Selon les médias iraniens, ces frappes ont fait trois morts civils et deux enfants blessés sur l’île de Qeshm, ainsi que trois morts parmi les Gardiens de la révolution dans la province de Zanjan.
Les États-Unis ont justifié leur intervention comme une réponse proportionnée aux attaques iraniennes.
Menaces iraniennes et fermeture du détroit
En réponse aux frappes américaines, l’Iran a réagi avec fermeté.
Les Gardiens de la révolution ont annoncé que le détroit d’Ormuz, une zone maritime cruciale par laquelle transite 20 % du pétrole mondial, serait fermé.
Ils ont également promis de « punir les agresseurs ».
Le détroit d’Ormuz est un point de passage obligé pour les exportations pétrolières du Golfe persique : sa fermeture aurait des conséquences économiques majeures, notamment pour les pays dépendants de cette route, comme la Chine, l’Inde ou les États-Unis.
Cette menace illustre la volonté de l’Iran de riposter par des moyens asymétriques, en ciblant des infrastructures stratégiques pour faire pression sur ses adversaires.
Diplomatie et médiation pakistanaise
Face à l’escalade militaire, le Pakistan a joué un rôle de médiateur pour tenter de ramener les États-Unis et l’Iran à la table des négociations.

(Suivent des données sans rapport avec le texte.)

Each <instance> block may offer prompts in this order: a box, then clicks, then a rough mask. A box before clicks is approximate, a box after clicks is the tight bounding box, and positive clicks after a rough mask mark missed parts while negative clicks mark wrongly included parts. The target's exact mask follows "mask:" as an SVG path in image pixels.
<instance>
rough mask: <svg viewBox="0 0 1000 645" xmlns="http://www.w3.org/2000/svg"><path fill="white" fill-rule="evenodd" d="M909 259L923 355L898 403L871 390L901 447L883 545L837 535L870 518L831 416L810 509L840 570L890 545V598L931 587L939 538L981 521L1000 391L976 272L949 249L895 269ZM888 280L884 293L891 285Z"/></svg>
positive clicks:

Jeudi 30 juillet 2026, un porte-parole du ministère pakistanais des Affaires étrangères a réaffirmé que le dialogue était « la seule voie viable » pour résoudre le conflit.
Le Pakistan a appelé à une désescalade immédiate et a salué les efforts internationaux visant à rétablir une trêve.
Cette initiative s’inscrit dans un contexte où plusieurs pays de la région, comme l’Arabie saoudite, ont déjà pris parti en soutenant les États-Unis contre l’Iran.
La médiation pakistanaise montre que, malgré les tensions, certains acteurs régionaux cherchent encore à éviter une guerre ouverte.
Extension du conflit au Moyen-Orient
Le conflit s’étend désormais à plusieurs pays du Moyen-Orient, multipliant les risques d’embrasement régional.
Le Koweït a annoncé qu’une personne avait été tuée lors d’un bombardement iranien sur un bâtiment maritime chinois, marquant une première attaque directe contre un allié de l’Iran.
La Jordanie, qui abrite des bases américaines, a intercepté cinq missiles iraniens visant des avions américains stationnés sur la base d’Al-Azraq.
Pour la première fois depuis cinq mois de guerre, l’Arabie saoudite a également participé aux hostilités en bombardant des groupes pro-iraniens en Irak, en représailles à des attaques de drones contre des pétroliers saoudiens.
Ces développements illustrent une dynamique de « guerre par procuration », où les pays de la région s’impliquent directement ou indirectement dans le conflit.